Congress returns this month to pass the budget for the fiscal year beginning October 1. There are threats by extremist House Republicans to shut down the government if they do not achieve further budget cuts than those already agreed to with President Biden.
This would cause needless hardship for many Americans, require increased government support payments, damage the economic recovery, contribute to reduced tax revenue, raise the specter of another debt downgrade, and brand Republicans as unreliable negotiators.

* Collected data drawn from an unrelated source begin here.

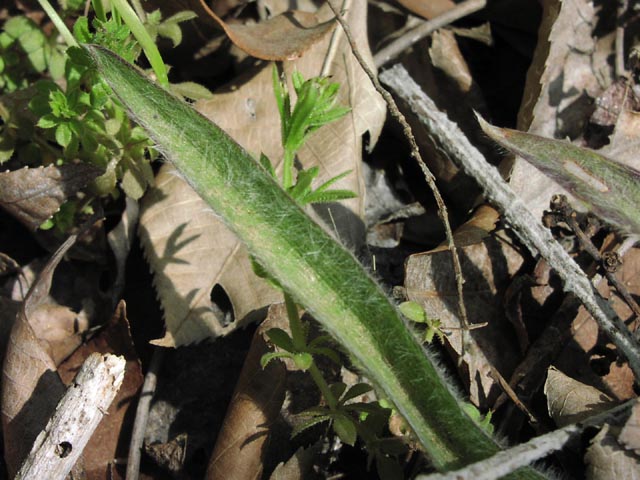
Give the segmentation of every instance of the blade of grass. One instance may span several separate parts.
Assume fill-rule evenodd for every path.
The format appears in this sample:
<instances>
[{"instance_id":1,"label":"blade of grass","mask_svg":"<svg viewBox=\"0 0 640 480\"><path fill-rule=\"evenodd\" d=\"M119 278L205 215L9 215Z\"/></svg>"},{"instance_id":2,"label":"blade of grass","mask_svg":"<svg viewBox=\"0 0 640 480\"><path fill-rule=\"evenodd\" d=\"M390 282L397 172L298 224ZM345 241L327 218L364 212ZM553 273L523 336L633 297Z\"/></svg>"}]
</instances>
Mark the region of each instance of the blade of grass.
<instances>
[{"instance_id":1,"label":"blade of grass","mask_svg":"<svg viewBox=\"0 0 640 480\"><path fill-rule=\"evenodd\" d=\"M380 286L251 155L129 64L101 47L86 48L157 148L393 401L436 468L457 468L499 450L461 410ZM523 469L513 478L544 477Z\"/></svg>"},{"instance_id":2,"label":"blade of grass","mask_svg":"<svg viewBox=\"0 0 640 480\"><path fill-rule=\"evenodd\" d=\"M144 28L144 25L138 18L138 15L136 15L136 12L131 8L131 5L129 5L127 0L111 0L111 3L142 47L147 60L149 60L151 68L153 68L153 71L156 74L158 83L163 87L169 85L167 67L160 56L160 51L158 50L156 43L147 33L147 29Z\"/></svg>"}]
</instances>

Let us hope that Congress acts responsibly by resisting ideological extremism and passing a budget that does no harm to the economy, consistent with fiscal sustainability going forward. Ultimately, Congress must face up to the need to reform Social Security and Medicare, as well as other unsustainable mandatory programs, and find a way to enact equitable budget reform that results in adequate revenue to fund the budget.
Now is a good time to start.
David Darby is a former federal budget official, Montana state budget director, and U.S. Treasury Department senior budget policy advisor to numerous foreign finance ministries. He is retired and lives in Billings.